The U.S. Congress may be paralyzed from moving on anything related to energy and the environment, but private companies are not. Seeing that short-term costs can provide for substantial long-term savings, many companies have long been adopting efficiency techniques for powering and outfitting their buildings. Now, these private companies are taking a new step forward, adopting a government financing method, and making it their own.
Local and state governments around the country started PACE—Property Assessed Clean Energy—financing as a method of assisting citizens with paying for the typically high upfront capital costs associated with installing clean energy systems or energy efficient materials in their homes. In exchange, citizens would agree to a property-tax surcharge. (It is important to note that only those residents desiring the upgrade would be subject to the surcharge.)
Through this approach, PACE allows the costs of the improvements to be linked to the value of the property. So if a homeowner sells the property, the financing repayment will also transfer during the sale. According to the folks at Lawrence Berkeley National Laboratory, this has numerous associated benefits, including: long-term, fixed-cost, attractive financing; loans that are tied to the tax capacity of the property rather than to the owner’s credit standing; and a potential ability to deduct the repayment obligation from federal taxable income, as part of the local property tax deduction (bonus!).
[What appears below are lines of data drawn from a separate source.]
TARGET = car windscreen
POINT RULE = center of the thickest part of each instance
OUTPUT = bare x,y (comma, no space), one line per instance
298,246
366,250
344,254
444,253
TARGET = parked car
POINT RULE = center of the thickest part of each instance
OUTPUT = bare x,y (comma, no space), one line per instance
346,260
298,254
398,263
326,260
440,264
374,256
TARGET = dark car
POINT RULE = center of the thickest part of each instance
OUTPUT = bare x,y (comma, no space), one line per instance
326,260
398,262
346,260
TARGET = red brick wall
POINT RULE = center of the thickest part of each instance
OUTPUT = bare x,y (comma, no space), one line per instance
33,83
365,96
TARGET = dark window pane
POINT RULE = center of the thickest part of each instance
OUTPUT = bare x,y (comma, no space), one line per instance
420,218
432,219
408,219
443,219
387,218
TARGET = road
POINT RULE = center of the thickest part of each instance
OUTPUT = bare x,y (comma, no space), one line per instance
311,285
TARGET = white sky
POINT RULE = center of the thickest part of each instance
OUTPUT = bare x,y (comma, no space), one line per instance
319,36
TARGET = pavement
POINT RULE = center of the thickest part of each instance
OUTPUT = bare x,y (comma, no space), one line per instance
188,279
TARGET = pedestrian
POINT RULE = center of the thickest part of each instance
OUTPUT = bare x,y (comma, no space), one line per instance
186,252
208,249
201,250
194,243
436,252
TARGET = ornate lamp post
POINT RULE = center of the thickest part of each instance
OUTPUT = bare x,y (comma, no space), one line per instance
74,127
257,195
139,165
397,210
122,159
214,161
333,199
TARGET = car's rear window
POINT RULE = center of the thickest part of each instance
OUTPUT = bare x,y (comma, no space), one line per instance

To date, more than 20 states have authorized localities to step up this type of financing option.
Seeing the benefits of such a method, Ygrene Energy Fund in Santa Rosa, CA, is leading a consortium of business groups to invest as much as $650 million in projects that will improve the energy efficiency commercial buildings in the Miami and Sacramento areas. Ygrene and its partners have exclusive rights to offer these types of upgrades for five years. Confident in their success, they will offer a warranty stating that the projected utility savings will materialize.
How will this be executed? Lockheed Martin, a partner in the process, will be involved in the engineering of projects; Barclays Capital will provide the short-terms loans to pay for the upgrades; insurance underwriter Energi will back the warranty; the reinsurance company Hannover Re will back Energi’s contracts. As projects wrap, Barclays will bundled these loans into long-term bonds and sell them off to retirement funds, who have expressed interest in purchasing. Like with residential PACE financing, the initial loans will be repaid through a property-tax surcharge.
Experts point out that a retrofit can cut the building’s energy use by so much that the retrofit can pay for itself in as little as five years. New York’s Empire State building is one such example; retrofitting cut energy use of the building by nearly 40%.
While the government still has a place in this process, it is reassuring to know that its paralysis will not stunt the growth of need improvements–improvements that, in aggregate, have the potential to markedly reduce our carbon footprint.